Come and discover the Artisan Village with its potter’s workshop, reclamation & garden pottery shops. There are beautiful handmade pots in all sizes and you can even commission one for a special occasion or anniversary.
There’s a stylish coffee shop and restaurant too, all set in 17 acres of stunning rural land on the banks of the River Humber. With a herd of Hereford cattle and calves grazing within the grounds of The Old Tile Works, it’s the perfect setting for a family day out.
A rich history in Barton-upon-Humber
An industry that helped shape a community
William Blyth tile works was established in 1840 and while time has moved on, we continue to respect our heritage and use skills and expertise that have stood the test of time.
Barton upon Humber was once the brick and tile-making capital of Britain, due to the natural clay deposits found in abundance in this part of North Lincolnshire. The industry can be traced back as far as the seventeenth century, when the vernacular of thatch was gradually replaced with tile roofs and brick-built dwellings.

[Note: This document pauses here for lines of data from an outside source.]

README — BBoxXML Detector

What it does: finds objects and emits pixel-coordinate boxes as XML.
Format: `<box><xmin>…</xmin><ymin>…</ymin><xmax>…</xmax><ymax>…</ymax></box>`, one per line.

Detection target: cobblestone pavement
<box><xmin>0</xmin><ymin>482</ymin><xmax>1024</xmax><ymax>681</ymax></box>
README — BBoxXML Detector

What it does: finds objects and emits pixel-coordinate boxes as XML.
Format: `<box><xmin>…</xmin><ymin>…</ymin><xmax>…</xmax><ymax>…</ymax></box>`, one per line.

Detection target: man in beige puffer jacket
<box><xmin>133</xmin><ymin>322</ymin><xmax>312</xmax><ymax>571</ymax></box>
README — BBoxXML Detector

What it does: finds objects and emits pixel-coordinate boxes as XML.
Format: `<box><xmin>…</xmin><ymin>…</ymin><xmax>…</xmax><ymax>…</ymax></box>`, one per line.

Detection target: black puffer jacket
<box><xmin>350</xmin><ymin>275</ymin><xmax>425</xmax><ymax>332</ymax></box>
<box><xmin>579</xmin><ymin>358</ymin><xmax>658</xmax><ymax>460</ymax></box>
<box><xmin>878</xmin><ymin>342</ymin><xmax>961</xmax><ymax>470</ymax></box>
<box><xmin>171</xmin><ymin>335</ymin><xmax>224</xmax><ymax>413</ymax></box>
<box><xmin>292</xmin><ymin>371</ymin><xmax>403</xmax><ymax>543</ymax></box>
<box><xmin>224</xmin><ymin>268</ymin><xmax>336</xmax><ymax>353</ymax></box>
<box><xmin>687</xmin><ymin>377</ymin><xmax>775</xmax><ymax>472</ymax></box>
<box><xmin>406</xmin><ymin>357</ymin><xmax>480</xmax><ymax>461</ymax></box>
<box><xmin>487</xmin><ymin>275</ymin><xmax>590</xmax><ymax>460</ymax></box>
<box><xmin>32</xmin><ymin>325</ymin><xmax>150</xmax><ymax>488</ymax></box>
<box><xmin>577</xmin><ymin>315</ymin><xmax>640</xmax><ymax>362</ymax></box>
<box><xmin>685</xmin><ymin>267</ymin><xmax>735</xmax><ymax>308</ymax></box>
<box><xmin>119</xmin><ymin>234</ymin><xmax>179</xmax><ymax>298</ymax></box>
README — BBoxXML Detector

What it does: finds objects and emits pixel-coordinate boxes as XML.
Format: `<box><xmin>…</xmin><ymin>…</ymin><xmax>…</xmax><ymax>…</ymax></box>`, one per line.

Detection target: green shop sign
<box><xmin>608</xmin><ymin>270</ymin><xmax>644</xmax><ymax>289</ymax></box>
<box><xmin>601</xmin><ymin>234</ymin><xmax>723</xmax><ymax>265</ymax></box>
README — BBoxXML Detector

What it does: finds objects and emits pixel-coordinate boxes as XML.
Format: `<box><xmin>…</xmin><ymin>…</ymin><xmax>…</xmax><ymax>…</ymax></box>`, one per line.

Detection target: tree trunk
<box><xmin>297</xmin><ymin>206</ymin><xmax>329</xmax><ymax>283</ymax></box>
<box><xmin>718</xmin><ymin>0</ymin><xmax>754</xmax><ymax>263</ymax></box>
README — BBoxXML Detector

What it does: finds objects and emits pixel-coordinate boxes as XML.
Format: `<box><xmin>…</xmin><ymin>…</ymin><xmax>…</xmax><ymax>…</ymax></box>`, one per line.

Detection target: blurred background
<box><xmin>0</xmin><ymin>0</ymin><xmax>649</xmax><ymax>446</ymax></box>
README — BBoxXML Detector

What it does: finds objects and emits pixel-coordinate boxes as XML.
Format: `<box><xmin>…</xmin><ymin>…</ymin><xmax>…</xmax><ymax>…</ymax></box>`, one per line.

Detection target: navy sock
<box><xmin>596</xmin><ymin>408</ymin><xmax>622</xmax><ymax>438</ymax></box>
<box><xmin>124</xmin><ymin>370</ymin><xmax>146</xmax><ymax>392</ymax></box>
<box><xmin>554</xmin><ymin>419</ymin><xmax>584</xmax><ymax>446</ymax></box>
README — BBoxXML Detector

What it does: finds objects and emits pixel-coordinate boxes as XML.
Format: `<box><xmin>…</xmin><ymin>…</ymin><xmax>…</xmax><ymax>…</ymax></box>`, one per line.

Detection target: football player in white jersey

William Blyth was one of the many tile and brick manufacturers found along the Humber’s south bank. When the Brick Tax was abolished in 1850, the tile and brick industry expanded so that by the early 1890s, around 20 such manufacturers operated in the Barton area.
Today, only William Blyth survives, at the Hoe Hill tile yard and Far Ings tile works.
The current Hoe Hill works were sold to William Blyth during the 1870s. The company has made and exported its goods for many generations. One of the only significant changes to production has been the use of motorised vehicles rather than horse-drawn ones – most aspects of the manufacturing process still use traditional methods.